Journalist Trans.info

01.08.2022

Despite a haulier downloading all the data from its tachographs, it was fined over €2,000 by the Dutch transport inspectorate for not providing enough data when requested. As it turned out, an error occurred somewhere in the process of the data being transferred from the company computer to the inspector's device, resulting in incomplete data being available to the supervisor.

Dutch haulier pays substantial tachograph fine due to software issue
Photo credits @ Trans.INFO

Dutch freight transport portal Nieuwsblad Transport reported on the odd case, during which the haulier made the data available to the supervision in good faith several times. However, the inspectorate were still dissatisfied with the result.

According to the article, the Dutch inspectorate requested tachograph data for a four-week period from the company in question. The haulier had invested significant money in the appropriate IT infrastructure before the inspection, so the request was fulfilled without any problems (or at least, that was what the haulier thought). The data was automatically downloaded from the tachograph cards and forwarded to the inspector.
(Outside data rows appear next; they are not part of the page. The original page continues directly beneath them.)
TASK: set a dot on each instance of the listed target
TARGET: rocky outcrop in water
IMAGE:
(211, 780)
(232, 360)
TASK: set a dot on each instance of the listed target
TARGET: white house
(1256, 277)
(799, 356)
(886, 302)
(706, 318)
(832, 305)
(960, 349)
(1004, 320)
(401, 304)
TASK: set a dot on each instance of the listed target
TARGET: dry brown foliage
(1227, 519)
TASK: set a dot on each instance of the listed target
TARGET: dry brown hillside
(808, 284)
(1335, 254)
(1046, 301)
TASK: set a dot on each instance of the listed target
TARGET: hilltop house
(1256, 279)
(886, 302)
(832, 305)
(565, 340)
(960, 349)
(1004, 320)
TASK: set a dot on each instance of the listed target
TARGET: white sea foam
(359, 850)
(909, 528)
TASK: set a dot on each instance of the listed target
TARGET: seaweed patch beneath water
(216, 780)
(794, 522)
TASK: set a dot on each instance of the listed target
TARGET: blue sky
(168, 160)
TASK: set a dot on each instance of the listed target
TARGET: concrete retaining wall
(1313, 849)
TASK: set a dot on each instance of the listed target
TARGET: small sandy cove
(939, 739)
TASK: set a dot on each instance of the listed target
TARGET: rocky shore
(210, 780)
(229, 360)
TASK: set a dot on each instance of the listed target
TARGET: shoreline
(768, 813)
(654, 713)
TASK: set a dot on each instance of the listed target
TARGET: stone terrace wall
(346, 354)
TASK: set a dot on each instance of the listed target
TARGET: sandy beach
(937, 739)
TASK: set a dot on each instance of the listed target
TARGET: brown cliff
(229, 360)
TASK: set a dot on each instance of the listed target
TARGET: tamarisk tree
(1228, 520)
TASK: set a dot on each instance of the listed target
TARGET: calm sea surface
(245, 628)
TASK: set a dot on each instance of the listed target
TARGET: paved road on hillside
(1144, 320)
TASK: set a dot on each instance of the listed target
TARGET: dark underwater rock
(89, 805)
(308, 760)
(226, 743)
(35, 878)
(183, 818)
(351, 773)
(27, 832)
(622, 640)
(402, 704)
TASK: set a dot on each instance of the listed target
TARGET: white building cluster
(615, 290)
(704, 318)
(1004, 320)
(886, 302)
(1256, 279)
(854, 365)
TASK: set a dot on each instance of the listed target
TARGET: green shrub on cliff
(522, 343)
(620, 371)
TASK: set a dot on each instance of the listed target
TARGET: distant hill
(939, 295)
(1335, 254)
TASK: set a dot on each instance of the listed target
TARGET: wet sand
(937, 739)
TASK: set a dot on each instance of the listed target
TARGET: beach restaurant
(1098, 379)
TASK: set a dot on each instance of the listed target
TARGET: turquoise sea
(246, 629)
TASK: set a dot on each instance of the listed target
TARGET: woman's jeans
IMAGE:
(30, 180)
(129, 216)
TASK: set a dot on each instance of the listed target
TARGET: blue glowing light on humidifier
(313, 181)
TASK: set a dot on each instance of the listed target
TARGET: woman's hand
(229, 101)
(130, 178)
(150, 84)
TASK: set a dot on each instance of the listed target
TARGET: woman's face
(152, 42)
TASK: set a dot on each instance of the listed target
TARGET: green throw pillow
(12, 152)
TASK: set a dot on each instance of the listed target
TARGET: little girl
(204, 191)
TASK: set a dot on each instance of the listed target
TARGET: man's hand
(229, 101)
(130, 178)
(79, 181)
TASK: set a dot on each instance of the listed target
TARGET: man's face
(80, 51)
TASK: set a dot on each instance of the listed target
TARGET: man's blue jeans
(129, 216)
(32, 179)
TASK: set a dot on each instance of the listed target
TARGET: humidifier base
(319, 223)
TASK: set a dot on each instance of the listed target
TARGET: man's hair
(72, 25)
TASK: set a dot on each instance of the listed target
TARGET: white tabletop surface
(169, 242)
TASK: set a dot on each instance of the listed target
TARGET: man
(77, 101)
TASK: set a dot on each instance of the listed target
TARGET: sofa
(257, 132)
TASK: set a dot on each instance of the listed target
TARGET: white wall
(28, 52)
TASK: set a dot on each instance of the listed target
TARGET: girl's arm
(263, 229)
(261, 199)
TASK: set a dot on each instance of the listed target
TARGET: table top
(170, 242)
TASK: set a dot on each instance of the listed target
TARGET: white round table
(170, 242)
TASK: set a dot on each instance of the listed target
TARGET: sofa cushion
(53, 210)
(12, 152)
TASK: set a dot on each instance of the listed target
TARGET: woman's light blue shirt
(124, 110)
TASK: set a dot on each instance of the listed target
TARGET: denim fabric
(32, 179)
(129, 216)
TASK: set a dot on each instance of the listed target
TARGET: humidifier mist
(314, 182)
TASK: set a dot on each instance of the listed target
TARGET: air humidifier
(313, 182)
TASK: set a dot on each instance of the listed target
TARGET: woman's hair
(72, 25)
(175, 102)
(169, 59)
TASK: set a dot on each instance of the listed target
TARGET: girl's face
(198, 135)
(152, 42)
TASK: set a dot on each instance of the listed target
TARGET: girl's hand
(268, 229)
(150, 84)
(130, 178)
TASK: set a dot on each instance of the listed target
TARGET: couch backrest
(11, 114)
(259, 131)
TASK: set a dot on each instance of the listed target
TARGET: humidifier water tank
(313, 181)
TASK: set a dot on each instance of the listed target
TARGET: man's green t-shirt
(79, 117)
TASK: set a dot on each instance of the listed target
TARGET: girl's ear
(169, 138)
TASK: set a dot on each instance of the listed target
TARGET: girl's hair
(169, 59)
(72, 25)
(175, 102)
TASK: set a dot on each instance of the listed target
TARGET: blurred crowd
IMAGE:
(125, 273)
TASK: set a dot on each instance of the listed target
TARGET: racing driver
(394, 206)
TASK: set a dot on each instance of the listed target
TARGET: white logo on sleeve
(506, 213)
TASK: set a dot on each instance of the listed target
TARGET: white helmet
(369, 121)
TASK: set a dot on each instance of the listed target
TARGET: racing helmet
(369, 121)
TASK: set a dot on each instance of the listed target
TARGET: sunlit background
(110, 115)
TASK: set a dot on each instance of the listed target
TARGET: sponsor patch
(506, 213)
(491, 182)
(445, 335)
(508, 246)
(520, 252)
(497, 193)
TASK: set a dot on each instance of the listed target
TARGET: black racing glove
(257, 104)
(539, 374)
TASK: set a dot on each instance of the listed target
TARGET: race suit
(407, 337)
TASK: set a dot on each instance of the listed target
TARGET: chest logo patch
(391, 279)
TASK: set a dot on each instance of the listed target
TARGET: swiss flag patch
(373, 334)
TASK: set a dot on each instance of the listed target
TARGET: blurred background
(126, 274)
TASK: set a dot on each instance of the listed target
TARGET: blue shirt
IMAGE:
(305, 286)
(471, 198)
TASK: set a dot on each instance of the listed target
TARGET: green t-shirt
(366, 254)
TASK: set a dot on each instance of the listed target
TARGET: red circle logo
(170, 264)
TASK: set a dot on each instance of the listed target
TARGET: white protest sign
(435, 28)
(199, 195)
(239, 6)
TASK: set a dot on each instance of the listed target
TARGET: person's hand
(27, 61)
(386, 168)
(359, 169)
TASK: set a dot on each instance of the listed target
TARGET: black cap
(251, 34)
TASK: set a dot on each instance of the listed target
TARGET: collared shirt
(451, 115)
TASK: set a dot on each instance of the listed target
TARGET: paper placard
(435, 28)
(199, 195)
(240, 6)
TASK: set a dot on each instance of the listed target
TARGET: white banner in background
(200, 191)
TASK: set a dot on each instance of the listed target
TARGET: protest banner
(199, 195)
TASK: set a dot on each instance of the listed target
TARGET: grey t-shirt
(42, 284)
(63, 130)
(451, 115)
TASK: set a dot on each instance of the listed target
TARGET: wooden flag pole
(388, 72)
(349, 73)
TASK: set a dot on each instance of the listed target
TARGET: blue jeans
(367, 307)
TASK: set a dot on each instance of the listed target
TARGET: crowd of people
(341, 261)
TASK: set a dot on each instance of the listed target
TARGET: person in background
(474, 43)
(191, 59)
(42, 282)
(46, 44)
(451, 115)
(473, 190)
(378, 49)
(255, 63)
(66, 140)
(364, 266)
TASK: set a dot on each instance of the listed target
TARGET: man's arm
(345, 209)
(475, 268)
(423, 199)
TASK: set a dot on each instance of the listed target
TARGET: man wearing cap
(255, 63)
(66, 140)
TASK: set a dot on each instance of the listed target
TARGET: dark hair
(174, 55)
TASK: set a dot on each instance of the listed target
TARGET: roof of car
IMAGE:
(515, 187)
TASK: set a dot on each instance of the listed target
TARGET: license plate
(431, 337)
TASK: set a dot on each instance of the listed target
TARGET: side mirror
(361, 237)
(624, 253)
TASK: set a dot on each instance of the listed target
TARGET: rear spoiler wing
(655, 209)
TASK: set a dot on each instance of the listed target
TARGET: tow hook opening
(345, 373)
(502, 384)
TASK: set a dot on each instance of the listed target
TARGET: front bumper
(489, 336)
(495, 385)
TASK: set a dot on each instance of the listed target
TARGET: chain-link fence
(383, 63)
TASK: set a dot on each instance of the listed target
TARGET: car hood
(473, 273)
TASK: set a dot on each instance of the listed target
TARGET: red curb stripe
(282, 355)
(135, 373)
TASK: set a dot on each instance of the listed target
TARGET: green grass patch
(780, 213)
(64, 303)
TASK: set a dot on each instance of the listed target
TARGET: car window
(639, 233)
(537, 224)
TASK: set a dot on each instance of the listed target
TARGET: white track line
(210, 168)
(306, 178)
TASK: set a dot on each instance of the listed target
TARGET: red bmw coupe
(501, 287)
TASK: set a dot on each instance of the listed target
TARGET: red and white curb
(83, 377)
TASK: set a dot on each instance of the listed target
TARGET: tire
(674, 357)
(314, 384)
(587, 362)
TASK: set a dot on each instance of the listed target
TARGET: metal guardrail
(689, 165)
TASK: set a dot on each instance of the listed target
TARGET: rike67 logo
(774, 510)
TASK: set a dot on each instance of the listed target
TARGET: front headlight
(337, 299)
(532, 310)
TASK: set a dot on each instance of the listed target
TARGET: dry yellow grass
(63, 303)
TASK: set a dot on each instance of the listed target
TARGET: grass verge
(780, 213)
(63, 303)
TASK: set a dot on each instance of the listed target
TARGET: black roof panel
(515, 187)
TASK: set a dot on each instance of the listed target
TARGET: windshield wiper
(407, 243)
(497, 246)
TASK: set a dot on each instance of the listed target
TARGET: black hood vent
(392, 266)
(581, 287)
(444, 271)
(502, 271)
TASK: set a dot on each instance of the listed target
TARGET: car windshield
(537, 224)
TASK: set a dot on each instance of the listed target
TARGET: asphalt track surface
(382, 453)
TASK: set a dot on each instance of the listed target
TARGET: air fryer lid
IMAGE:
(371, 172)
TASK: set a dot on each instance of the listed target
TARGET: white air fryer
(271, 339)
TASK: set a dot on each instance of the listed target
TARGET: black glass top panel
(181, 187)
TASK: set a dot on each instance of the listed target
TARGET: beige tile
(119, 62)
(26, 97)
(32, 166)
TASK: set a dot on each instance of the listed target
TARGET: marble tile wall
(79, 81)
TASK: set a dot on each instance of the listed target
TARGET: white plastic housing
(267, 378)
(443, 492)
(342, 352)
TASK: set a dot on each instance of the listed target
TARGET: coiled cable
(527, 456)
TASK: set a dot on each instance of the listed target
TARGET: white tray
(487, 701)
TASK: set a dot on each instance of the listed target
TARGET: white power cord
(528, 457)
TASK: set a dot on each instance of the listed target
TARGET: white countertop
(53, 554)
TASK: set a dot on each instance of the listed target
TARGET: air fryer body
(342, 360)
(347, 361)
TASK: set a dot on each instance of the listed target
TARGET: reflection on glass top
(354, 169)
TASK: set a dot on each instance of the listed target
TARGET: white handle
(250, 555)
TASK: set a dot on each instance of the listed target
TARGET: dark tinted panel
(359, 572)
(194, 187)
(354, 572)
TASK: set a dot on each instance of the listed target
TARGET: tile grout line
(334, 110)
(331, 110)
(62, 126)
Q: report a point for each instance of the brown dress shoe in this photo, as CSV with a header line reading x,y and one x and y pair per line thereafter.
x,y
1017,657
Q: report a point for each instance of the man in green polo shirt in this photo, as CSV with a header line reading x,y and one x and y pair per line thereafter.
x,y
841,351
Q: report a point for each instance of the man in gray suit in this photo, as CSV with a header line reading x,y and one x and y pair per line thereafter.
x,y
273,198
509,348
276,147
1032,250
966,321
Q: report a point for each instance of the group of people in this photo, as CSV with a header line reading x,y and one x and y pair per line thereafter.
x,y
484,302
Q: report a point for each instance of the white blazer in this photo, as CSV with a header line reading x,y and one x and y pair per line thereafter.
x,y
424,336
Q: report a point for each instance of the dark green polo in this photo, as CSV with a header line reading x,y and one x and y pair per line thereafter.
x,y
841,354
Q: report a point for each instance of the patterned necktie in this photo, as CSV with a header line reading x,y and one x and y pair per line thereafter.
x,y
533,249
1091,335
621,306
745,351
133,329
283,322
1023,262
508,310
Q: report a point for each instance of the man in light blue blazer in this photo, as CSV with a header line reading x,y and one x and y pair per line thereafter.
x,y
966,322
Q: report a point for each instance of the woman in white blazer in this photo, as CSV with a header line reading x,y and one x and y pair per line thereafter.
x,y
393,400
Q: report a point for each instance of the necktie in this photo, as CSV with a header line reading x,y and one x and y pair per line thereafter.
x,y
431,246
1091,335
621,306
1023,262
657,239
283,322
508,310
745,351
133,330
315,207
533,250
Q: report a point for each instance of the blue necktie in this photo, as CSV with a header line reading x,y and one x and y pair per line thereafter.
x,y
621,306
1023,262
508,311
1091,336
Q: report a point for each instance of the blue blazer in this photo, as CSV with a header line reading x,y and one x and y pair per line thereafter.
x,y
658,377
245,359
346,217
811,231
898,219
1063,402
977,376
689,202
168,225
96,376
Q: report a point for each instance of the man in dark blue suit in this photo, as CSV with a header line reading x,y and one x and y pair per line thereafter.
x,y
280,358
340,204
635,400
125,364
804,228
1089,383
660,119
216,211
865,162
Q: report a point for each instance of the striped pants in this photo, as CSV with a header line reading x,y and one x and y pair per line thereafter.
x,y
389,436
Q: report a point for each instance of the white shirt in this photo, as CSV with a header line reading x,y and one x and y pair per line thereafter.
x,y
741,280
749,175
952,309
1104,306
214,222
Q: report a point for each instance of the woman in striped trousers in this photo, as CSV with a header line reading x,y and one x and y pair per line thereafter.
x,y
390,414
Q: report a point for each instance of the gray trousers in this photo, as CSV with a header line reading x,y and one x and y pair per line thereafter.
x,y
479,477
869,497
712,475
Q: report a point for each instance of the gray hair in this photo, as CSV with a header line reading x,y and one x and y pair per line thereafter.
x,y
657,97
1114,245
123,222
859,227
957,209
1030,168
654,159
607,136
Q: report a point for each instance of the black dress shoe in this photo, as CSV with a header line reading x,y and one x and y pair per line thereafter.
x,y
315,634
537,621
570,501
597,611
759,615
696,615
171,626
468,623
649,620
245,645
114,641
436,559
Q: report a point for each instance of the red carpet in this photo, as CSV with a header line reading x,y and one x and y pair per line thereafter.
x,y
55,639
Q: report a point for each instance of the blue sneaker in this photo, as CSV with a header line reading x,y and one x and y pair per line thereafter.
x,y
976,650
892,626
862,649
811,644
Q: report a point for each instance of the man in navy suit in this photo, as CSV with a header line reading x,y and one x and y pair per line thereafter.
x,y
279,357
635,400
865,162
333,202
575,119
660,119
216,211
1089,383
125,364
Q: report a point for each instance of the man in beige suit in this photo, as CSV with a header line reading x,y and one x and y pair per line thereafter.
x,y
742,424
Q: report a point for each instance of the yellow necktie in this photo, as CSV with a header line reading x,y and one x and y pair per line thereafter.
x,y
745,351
The inspector got back to them the same day, saying the data was incomplete.

The company thus invited the supervisor to the site, where they showed him the data on the company’s computer, and then copied it to a USB drive.

After all this, the inspector got back to the company only a few months later, explains Nieuwsblad Transport, stating the company hadn’t provided data for 54 days. As a consequence, the haulier was fined more than €2,000.

The company went to court to clarify the matter, but the judge ruled in favour of the inspectorate. The court ruled that the inspector had carried out a thorough investigation and, according to the analytical software, the data was incomplete, so the fault was on the company’s side.

Solicitor Kevin Vierhout, who wrote the article, did so to draw the attention of carriers. In his opinion, it is not enough for companies to carefully download data from their tachograph cards. If necessary, they should also provide IT assistance to the inspectors in order to avoid high fines.